Molte sono state le riflessioni sul tema agricolo nella settimana che ha preceduto il G7 di Bergamo. Organizzazioni, imprenditori, mondo della ricerca e giovani si sono confrontati per tentare di definire il modello agricolo del futuro. L’approvazione di documenti strategici nel lungo periodo, come la Carta del Biologico o la Dichiarazione di Bergamo sui prodotti a Indicazione Geografica, ne sono esempi importanti.

Da questo dibattito emerge come l’Italia, a differenza di molti altri paesi, punti in maniera convinta a un pluralismo agricolo che metta insieme le capacità delle piccole imprese, le tradizioni culturali, le biodiversità, le tecnologie alimentari, il biologico, la grande industria alimentare e naturalmente i territori.

Un’agricoltura al plurale, una biodiversità di colture e di culture, di modelli di sviluppo e tipologie di aziende che a oggi offrono al mondo intero un serio punto di riferimento. In questi anni le politiche nazionali hanno cercato di far coesistere questa realtà diversificata all’interno di una logica di crescita economica e di tutela dei valori espressi da questo variegato contesto.

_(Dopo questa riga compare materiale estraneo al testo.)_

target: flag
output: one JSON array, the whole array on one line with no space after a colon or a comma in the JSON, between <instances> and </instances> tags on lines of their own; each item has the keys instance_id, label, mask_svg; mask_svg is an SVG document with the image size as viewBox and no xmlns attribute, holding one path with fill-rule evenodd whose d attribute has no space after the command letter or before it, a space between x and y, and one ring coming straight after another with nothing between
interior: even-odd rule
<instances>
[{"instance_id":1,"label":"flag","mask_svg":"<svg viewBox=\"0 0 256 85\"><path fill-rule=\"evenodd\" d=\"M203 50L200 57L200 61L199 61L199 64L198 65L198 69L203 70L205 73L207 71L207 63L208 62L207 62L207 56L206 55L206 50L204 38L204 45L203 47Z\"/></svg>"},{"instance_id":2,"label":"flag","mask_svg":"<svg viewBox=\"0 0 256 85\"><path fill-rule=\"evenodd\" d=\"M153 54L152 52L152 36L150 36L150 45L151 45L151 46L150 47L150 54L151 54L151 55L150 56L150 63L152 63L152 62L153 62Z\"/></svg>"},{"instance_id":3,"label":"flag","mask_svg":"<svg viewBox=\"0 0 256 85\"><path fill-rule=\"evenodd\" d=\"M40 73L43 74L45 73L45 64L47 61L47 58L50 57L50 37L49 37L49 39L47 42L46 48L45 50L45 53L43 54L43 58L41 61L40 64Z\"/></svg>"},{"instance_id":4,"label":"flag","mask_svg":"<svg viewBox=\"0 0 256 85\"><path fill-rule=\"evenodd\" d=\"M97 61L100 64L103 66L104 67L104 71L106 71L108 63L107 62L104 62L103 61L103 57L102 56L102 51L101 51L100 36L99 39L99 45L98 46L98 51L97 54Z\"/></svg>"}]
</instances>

La strada che l’Italia traccia e porta in dote al dibattito del G7 è la possibile e reale convivenza fra piccolo e grande, fra tradizione e innovazione, fra industria e artigianato: un modello che tutti oggi ci invidiano e che può diventare uno strumento valido per la sicurezza alimentare, per ridurre lo spreco, per incrementare l’economia nei Paesi in via di sviluppo e rispettare di più l’ambiente.

Pluralismo agricolo è la sfida che l’Italia lancia al G7 per il futuro.